Christopher Morasch: Ich glaube, dass gerade im Bereich der Sekundärforschung die Möglichkeiten immer interessanter und immer wichtiger werden. Und damit meine ich weniger klassische Focus-Groups oder Einzelexplorationen, die online durchgeführt werden, sondern, dass es erst mit Web 2.0 möglich ist, interessante, völlig neuartige qualitative Forschungsansätze zu entwickeln und internetbasiert durchzuführen. Denken Sie an Online-Diary-Studien: Das Thema ist unheimlich spannend. Sie können bspw. von einem Neuwagenkäufer jeden Tag einen kurzen Film und ein kurzes Statement bekommen. Das war vorher in der Offline-Forschung so nicht möglich.
marktforschung.de: Online-Marktforschung wird unter den Gesichtspunkten Repräsentativität und Qualitätssicherung nach wie vor immer wieder kritisch betrachtet. Wie begegnen Sie mit respondi als Panel-Anbieter dieser Problematik?
Christopher Morasch: Es gibt viele Hygienefaktoren, die man als Betreiber von Online-Access-Panels beachten muss. Ich glaube, dass wir in unserer Tätigkeit weit über die Minimalanforderungen hinausgehen. Grundsätzlich bietet die Online-Marktforschung nicht sehr viel mehr Angriffpunkte hinsichtlich der Datenqualität als die Offline-Forschung. Wichtig sind Gremien wie die DGOF, der Berufsverband der Marktforscher oder die ESOMAR, die mit Richtlinien und Standesregeln darauf achten, dass bestimmte Qualitätsanforderungen von allen Anbietern eingehalten werden.
marktforschung.de: Zum Abschluss noch eine persönliche Frage: Was reizt Sie persönlich an der Online-Marktforschung?
Christopher Morasch: Mich persönlich reizt der schnelle Entwicklungsgrad innerhalb dieser Branche.
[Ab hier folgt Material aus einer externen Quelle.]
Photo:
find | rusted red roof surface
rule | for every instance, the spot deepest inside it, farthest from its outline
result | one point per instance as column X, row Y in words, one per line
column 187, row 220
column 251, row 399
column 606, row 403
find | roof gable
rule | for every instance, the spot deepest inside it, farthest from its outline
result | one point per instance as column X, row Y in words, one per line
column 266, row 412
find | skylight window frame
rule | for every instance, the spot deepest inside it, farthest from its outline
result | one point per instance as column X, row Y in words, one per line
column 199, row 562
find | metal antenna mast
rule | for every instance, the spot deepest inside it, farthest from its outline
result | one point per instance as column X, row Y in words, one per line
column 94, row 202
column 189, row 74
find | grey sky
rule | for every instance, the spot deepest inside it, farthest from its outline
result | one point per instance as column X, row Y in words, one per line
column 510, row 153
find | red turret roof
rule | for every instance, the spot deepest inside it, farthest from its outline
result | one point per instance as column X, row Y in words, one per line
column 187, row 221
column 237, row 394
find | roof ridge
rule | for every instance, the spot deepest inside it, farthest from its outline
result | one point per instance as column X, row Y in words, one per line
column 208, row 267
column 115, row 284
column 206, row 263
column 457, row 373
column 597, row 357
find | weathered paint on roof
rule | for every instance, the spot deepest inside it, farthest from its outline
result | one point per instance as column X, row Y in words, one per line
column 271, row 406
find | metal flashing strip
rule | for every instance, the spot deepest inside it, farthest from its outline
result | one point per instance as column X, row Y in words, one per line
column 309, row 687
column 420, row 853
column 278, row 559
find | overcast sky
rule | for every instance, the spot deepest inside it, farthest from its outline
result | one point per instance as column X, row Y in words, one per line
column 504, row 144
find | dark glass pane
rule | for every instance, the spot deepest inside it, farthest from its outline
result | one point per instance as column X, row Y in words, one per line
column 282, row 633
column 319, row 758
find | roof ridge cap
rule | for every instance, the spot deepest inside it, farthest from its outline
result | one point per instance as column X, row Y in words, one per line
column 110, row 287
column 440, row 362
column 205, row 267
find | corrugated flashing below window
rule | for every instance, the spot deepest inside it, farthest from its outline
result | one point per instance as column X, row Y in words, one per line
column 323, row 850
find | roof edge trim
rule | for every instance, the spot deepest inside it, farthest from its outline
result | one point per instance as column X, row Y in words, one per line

Mich reizen die verschiedenen Forschungsansätze und der direkte Austausch mit vielen Forschern. Ich finde, es ist eine sehr interessante und in Deutschland eine sehr akademische Branche. Die Mitarbeit in dieser Branche ist für mich sehr spannend – und diese Spannung wird mit Sicherheit auch in den kommenden Jahren anhalten.
marktforschung.de: Herr Morasch, herzlichen Dank für das Interview!